Comment by dimas_codes
3 hours ago
I would say that WINE did 90% of what had to be done, then Proton came and did another 90% so now we are 99% there.
3 hours ago
I would say that WINE did 90% of what had to be done, then Proton came and did another 90% so now we are 99% there.
Proton is amazing and it's really three different subprojects that deserve a lot of credit each.
First is Wine itself, with its implementation of Win32 APIs. I ran some games through Wine even twenty years ago but it was certainly not always possible, and usually not even easy.
Second is DXVK, which fills the main gap of Wine, namely Direct3D compatibility. Wine has long had its own implementation of D3D libraries, but it was not as performant, and more importantly it was never quite complete. You'd run into all sorts of problems because the Wine implementation differed from the Windows native D3D, and that was enough to break many gams. DXVK is a translation layer that translates D3D calls to Vulkan with excellent performance, and basically solves the problem of D3D on Linux.

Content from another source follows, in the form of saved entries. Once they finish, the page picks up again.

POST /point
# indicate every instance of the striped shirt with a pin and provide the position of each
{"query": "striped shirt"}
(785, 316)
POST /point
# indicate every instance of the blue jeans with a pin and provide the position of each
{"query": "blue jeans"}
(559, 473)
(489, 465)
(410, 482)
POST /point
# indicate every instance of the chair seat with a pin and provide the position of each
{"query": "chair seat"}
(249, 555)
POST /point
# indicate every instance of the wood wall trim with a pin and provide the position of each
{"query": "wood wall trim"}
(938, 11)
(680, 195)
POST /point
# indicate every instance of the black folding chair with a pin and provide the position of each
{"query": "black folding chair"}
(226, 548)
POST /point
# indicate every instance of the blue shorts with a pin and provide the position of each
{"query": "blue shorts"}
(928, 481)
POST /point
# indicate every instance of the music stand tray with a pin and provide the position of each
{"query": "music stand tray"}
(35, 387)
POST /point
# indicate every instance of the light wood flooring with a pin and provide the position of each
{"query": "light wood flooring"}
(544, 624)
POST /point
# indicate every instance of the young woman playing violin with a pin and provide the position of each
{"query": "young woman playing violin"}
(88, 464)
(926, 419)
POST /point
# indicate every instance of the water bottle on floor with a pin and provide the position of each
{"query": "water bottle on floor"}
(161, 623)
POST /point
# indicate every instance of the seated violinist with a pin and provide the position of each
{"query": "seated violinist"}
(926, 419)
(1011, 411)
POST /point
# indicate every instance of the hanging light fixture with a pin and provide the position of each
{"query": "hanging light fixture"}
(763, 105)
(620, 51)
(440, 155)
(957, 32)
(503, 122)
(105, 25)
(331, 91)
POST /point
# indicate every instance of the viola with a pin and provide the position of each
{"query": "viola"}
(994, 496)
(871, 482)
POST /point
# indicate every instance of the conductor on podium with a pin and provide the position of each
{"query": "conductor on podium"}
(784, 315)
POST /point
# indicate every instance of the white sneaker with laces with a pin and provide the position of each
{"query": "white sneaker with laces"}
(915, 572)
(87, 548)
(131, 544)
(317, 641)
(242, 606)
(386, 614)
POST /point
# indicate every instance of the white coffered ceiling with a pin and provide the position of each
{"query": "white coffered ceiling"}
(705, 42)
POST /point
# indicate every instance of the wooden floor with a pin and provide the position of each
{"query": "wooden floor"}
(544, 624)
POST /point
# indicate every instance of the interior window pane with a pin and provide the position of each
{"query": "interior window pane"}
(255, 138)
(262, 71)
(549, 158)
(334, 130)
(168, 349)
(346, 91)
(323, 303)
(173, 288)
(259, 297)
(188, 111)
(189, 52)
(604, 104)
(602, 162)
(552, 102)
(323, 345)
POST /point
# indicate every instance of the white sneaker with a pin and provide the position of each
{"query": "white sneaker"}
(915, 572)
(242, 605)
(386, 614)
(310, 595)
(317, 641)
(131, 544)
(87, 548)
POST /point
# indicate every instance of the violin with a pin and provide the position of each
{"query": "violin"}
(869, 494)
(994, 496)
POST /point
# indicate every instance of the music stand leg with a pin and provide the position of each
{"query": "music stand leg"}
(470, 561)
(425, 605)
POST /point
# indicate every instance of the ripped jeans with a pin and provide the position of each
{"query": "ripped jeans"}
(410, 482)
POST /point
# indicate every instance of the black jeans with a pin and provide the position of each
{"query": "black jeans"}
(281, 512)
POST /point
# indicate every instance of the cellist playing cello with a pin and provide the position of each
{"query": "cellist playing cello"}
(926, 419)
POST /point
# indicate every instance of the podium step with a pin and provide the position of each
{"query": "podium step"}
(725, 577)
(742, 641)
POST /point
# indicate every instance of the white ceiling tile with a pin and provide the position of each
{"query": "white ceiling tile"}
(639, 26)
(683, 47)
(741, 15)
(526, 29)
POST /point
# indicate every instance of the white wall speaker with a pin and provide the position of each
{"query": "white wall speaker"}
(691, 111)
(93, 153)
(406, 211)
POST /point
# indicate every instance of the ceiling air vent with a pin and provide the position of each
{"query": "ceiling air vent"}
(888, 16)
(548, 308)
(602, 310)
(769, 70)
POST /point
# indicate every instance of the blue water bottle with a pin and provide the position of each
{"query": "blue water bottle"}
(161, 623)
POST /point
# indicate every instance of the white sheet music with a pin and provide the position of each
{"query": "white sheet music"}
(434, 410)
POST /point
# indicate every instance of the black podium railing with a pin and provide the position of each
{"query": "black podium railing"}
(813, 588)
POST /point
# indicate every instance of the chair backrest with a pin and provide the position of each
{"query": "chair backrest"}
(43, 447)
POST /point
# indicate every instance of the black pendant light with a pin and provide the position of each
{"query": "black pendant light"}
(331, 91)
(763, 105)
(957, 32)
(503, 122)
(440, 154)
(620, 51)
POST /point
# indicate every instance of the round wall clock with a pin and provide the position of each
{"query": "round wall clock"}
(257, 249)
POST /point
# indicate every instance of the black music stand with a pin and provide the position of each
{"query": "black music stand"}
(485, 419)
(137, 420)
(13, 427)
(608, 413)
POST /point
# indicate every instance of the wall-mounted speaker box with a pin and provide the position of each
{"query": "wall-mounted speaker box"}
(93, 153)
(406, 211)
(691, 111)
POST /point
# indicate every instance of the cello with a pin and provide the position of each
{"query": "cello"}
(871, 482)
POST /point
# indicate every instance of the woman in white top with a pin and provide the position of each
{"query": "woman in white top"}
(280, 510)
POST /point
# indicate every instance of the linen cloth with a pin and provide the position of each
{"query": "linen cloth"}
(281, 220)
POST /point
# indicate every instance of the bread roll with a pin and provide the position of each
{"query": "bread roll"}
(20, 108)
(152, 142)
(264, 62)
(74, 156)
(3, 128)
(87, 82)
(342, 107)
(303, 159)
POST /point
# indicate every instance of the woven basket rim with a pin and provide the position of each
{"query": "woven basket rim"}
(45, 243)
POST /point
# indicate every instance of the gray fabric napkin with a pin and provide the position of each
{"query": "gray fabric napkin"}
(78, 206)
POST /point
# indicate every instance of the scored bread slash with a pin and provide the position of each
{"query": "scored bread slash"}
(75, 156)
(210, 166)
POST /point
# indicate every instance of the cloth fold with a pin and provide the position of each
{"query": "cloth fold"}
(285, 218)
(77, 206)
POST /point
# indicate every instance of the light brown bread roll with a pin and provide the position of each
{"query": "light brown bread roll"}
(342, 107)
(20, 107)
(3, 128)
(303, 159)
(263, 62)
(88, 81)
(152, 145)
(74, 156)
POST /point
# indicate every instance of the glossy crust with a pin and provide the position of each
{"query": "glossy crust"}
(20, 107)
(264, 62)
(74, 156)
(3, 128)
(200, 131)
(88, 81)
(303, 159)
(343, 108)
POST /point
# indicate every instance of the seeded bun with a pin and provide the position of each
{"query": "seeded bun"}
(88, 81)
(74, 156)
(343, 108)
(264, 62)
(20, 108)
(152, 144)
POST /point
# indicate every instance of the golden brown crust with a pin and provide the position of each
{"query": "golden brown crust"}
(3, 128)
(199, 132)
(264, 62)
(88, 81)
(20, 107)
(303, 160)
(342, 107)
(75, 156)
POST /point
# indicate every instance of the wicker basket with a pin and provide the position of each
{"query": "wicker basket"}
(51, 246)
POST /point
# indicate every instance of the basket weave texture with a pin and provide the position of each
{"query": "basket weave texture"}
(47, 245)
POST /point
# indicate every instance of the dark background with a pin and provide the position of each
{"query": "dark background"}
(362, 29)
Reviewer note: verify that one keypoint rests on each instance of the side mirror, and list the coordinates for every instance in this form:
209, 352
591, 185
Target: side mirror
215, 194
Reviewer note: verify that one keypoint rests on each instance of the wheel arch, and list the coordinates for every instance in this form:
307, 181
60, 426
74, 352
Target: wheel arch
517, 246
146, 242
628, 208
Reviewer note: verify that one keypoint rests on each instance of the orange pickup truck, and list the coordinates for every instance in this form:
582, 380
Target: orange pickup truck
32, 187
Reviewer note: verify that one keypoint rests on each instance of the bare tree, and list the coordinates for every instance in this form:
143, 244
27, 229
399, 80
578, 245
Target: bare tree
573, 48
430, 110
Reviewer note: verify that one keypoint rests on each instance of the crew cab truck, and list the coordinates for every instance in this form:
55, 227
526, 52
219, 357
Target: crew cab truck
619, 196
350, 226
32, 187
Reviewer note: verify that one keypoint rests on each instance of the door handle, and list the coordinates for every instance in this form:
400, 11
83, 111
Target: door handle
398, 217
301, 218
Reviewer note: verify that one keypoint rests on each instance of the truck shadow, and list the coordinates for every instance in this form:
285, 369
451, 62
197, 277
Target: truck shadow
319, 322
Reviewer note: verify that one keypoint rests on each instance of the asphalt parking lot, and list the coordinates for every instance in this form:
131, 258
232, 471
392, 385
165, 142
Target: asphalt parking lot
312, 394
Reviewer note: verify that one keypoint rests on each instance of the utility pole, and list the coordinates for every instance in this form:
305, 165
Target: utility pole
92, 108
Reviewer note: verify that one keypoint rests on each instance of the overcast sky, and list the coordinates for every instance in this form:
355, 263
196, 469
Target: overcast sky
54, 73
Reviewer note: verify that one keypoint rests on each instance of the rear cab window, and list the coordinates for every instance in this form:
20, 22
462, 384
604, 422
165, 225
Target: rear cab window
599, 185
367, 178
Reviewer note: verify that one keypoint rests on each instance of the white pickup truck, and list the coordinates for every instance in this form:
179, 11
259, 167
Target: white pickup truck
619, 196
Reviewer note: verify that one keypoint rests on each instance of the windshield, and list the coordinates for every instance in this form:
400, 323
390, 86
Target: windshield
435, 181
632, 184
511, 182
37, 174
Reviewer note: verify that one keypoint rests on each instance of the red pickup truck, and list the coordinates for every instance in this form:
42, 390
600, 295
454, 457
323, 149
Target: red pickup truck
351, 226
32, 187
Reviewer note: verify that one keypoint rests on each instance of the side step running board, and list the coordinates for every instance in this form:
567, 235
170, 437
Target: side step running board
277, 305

Then there's the parts original to Proton itself. It applies targeted, high quality patches to Wine and DXVK to improve game compatibility, brings in a few other modules, and most importantly Proton glues it all together so it works seamlessly and with excellent UX. From the first release of Proton until recently, running Windows games through Steam took just a couple extra clicks to enable Proton for that game. And now even that isn't necessary, Proton is enabled by default so you run a game just by downloading it and launching, same exact process as on Windows.